1

I have this setup:

  • The remote server is very unstable
  • The content it serves is pretty much static, as long as I know the URL, its content isn't changing much.
  • I'm using Firefox, Windows platform

"Unstable" server may return 5xx or take too long to reply etc. So if I am lucky enough to land on an actual page, I'd like to save it locally for further reading later when I have time. About "how lucky" - well, if I loaded the page, I might be able to load something again in 1-2 minutes.. or 1-2 hours. Or days. I don't know, really - that's outside of my control and I'd rather not focus on "trying to fix the server", I don't own it.

Problem is - if I try to "Save page", Firefox tries to request the content from the server instead of saving the content that I already have loaded in the tab. Obviously, since the server is unstable, more often than not it will save the 5xx response page and not the actual content.

Since the content is mostly text, I'm fine even if I save just the page without styles, header/footer images etc. But "view source" (aka Ctrl+U) seems to do the same thing, i.e. tries to request the content from the server. How to avoid that? How to just save the content that I already happen to have loaded into the memory, without requesting the server to return it to me once again?

This answer implies that Firefox doesn't actually request it the second time, but it contradicts what I see happening in my case. I clearly see the request in the network and the page save goes to the "Downloads" as well. And of course, the fact it "saves" the server error response pages says that itself.

EDIT: The bare minimum I'd like to have is being able to follow the links (articles can have references) and copy / paste the text. So screen capture is hardly an option. Besides, is it too much to expect to be able to save the content that's already loaded?

Alma Do
  • 115
  • 1
  • 1
  • 10
  • Perhaps taking a screenshot is a solution. See for example [Nimbus Screen Capture](https://addons.mozilla.org/en-US/firefox/addon/nimbus-screenshot/). – harrymc Feb 25 '21 at 17:55
  • It would work if not references / other hyperlinks that articles often have.
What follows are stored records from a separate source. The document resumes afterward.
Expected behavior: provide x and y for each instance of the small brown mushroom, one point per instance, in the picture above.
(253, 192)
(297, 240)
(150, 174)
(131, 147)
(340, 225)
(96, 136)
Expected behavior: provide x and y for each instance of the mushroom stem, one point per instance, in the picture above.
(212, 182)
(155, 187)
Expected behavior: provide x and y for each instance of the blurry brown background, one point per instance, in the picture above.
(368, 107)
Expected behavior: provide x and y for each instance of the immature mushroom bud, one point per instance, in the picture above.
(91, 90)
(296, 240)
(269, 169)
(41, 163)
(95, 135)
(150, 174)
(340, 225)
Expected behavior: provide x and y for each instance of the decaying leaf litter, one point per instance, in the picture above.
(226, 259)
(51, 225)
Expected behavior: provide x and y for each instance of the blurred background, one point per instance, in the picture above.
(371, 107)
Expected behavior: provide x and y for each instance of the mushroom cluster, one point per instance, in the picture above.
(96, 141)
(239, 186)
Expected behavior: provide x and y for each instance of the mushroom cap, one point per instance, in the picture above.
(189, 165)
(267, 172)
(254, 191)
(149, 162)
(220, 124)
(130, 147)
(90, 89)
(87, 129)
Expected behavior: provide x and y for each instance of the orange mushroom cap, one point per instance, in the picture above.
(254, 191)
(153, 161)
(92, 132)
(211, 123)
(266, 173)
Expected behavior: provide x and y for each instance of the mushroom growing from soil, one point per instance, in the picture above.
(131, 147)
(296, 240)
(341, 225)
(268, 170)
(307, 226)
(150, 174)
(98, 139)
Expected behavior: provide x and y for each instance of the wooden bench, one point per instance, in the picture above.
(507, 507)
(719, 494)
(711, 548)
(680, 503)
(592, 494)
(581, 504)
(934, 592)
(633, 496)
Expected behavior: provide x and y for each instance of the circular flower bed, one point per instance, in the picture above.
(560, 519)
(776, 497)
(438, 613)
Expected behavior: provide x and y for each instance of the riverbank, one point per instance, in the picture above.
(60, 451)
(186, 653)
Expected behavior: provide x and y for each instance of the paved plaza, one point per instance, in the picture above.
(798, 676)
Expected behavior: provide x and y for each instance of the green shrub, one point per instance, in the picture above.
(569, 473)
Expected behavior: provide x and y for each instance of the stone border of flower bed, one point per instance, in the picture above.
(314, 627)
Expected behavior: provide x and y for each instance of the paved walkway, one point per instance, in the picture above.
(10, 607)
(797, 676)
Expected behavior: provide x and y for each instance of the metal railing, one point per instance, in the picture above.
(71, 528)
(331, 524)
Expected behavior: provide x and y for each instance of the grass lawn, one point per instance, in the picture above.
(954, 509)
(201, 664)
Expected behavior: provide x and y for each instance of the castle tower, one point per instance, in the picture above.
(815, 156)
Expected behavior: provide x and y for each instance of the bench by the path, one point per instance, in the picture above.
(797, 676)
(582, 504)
Those do not lead to the same server and I won't be able to do anything about it on a screenshot – Alma Do Feb 25 '21 at 18:01
  • So you wish the saved page to still be functional (HTML)? – harrymc Feb 25 '21 at 18:08
  • The bare minimum I'd like to have is being able to follow the links and copy / paste the text. So it doesn't have to be fully functional html, even a trimmed source will work (i.e. without styles or pictures - I can live with copying reference links manually) – Alma Do Feb 25 '21 at 18:17

3 Answers3

1

I guess that the reason that Firefox reloads the page is because the page as-displayed may not be the same as the original. For example, it might have been managed by JavaScript code or some installed extension such as Greasemonkey.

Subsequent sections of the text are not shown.